Alrededor de una larga mesa, sentados en banquetas forradas con piel de osos germanos, la veintena de invitados escuchaban embelesados el gorjeo de la muchacha de hermosas trenzas, que cantaba las aventuras del joven príncipe Patrick antes de renunciar al trono para abrazar los votos monacales: sus victorias sobre los crueles y ambiciosos jefes de clanes vecinos, en la región de Clare; su valor y arrojo hasta que abandonó la espada sin conocer la derrota. La melodía adquirió un hálito de profunda intimidad al relatar su consagración a Dios y sus viajes por el continente y otros lugares distantes. Brian, entonces, se irguió, atento en su asiento; intentaba comprender las alegorías relatadas en la vieja lengua de los bardos. El canto afirmaba que el abad había traído valiosos libros y tesoros de sus viajes y que eran muchos los que acudían a beber del conocimiento acumulado en San Columbano. El tono dramático de la melodía alcanzó su cenit al describir la fatídica noche en que una nave vikinga sorteó los arrecifes y atracó a los pies del acantilado. Los fieros norteños saltaron la muralla, arrasaron las celdas de los monjes y finalmente irrumpieron en el edificio principal, donde se encontraba el abad: sed de sangre, baile de espadas y fuego. Así murieron los hermanos de San Columbano y su amado fundador, Patrick O’Brien. Su cuerpo se perdió entre las cenizas, lo que alimentó la leyenda. Con el paso del tiempo, aparecieron rumores sobre un sombrío monje que vagaba entre las ennegrecidas ruinas. En el cementerio se levantó una cruz celta para aplacar la pena del espíritu errante y, por expreso deseo de su abatido hermano, el lugar quedó abandonado.

Tras finalizar los versos, la muchacha siguió punteando el arpa sobre el estrado. La penumbra le confería un aspecto casi fantasmal, cual ser etéreo de los que habitan los viejos bosques de Irlanda.

Cormac, henchido de orgullo, asentía sonriente cada vez que alguno de los presentes le manifestaba con elocuentes gestos su gratitud por aquella velada. Todos pertenecían a la nobleza de la región, líderes de clanes aliados del rey. Los hombres vestían cortas túnicas bordadas, y las mujeres, largos vestidos de vivos colores hechos con telas importadas de los dominios árabes al sur del Mediterráneo. Entre murmullos, los criados se acercaban discretamente a la mesa y retiraban las bandejas de bronce, aún repletas de suculentos trozos de venado horneado, aves confitadas y rojas manzanas, y los cuencos llenos de nueces y avellanas. Sus ávidos ojos reflejaban el hambre que retorcía sus estómagos y que ansiaban saciar en las cocinas de la fortaleza.

En el extremo opuesto de la mesa, Brian permanecía pensativo. Ataviado con su viejo hábito, parecía un mendigo invitado a ese festín por una curiosa excentricidad del monarca.
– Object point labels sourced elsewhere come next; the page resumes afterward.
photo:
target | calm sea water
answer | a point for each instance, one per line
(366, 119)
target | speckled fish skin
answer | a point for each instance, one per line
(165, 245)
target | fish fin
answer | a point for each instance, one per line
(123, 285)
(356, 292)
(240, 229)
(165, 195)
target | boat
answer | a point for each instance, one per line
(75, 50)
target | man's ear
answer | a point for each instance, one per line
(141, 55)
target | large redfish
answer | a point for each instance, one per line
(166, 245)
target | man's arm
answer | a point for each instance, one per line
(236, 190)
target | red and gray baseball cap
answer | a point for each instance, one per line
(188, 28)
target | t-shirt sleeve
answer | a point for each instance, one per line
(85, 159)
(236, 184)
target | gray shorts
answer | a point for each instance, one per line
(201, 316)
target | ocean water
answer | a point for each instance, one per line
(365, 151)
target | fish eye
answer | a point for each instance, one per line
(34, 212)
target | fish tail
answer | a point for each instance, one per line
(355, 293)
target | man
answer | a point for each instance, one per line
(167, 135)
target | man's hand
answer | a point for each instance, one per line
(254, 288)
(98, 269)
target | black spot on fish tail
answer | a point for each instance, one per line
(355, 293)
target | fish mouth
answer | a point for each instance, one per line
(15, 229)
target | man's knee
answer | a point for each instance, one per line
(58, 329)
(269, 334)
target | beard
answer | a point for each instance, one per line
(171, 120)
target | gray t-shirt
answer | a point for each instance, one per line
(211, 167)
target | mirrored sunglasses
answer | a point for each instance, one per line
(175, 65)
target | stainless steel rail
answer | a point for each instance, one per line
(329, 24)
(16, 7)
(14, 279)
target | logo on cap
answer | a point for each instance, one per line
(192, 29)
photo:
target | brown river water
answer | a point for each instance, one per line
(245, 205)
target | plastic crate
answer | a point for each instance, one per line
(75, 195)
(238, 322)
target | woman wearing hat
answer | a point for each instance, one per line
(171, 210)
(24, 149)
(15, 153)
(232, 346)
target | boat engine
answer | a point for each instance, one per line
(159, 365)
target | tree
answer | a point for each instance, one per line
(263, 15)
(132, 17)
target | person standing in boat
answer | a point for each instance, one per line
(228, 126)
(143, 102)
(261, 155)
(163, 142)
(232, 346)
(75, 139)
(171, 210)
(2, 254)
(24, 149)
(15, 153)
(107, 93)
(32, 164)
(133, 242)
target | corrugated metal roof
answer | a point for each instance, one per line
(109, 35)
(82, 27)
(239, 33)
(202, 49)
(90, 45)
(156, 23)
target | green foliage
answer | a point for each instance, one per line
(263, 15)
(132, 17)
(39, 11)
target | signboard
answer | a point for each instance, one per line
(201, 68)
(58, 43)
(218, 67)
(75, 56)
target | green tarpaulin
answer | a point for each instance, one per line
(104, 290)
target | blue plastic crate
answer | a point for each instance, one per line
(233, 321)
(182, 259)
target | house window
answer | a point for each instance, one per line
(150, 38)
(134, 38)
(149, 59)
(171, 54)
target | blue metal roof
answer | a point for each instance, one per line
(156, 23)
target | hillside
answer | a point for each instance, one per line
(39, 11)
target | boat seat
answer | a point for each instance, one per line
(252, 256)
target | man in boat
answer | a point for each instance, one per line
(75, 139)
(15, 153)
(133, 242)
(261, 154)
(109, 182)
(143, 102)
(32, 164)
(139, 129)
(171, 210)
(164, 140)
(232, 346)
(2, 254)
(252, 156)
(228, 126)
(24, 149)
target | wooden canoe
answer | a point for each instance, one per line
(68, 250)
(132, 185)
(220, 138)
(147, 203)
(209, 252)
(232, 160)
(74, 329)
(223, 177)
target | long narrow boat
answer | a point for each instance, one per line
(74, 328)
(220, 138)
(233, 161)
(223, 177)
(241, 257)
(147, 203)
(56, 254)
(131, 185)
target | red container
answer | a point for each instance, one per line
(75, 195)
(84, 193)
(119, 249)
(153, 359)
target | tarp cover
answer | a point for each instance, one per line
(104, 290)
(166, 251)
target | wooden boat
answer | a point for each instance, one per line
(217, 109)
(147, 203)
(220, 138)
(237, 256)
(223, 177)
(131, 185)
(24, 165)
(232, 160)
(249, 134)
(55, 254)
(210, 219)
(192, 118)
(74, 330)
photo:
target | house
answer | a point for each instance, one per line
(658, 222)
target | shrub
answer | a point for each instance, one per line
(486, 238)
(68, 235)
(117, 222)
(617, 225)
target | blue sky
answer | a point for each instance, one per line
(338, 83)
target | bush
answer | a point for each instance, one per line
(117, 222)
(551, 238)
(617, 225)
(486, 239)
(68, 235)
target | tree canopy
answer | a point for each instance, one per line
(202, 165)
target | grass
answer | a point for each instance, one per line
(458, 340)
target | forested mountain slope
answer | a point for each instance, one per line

Sin embargo, a nadie escandalizaba su mísero porte; Irlanda contaba con numerosos monasterios que se caracterizaban precisamente por la austeridad y la privación en la que vivían sus monjes, sometidos por voluntad propia a terribles mortificaciones y carencias en pro de la santidad. Su admirable renuncia y su ferviente labor misionera por todo el continente les habían granjeado el respeto, y Brian, aun siendo extranjero, había sido acogido como uno de aquellos santos eremitas.

Sin embargo, esa fachada de humildad y descuido no ocultaba ni los atractivos rasgos del monje ni su cuerpo fibroso, del que sólo mostraba el cuello firme y unas manos nudosas como las de un guerrero. Las mujeres invitadas se cruzaban discretas miradas a espaldas de sus ebrios maridos, y de vez en cuando se oía alguna risa resultado de un comentario picante. Brian desviaba sus ojos verdes ante las miradas insinuantes de las más atrevidas; en Irlanda el celibato de los religiosos era sólo la opción de los ascetas más radicales.

Hasta él llegó una conversación en susurros que le hizo aguzar el oído.

—El canto nada dice de ella… —afirmó una de las mujeres abriendo mucho los ojos.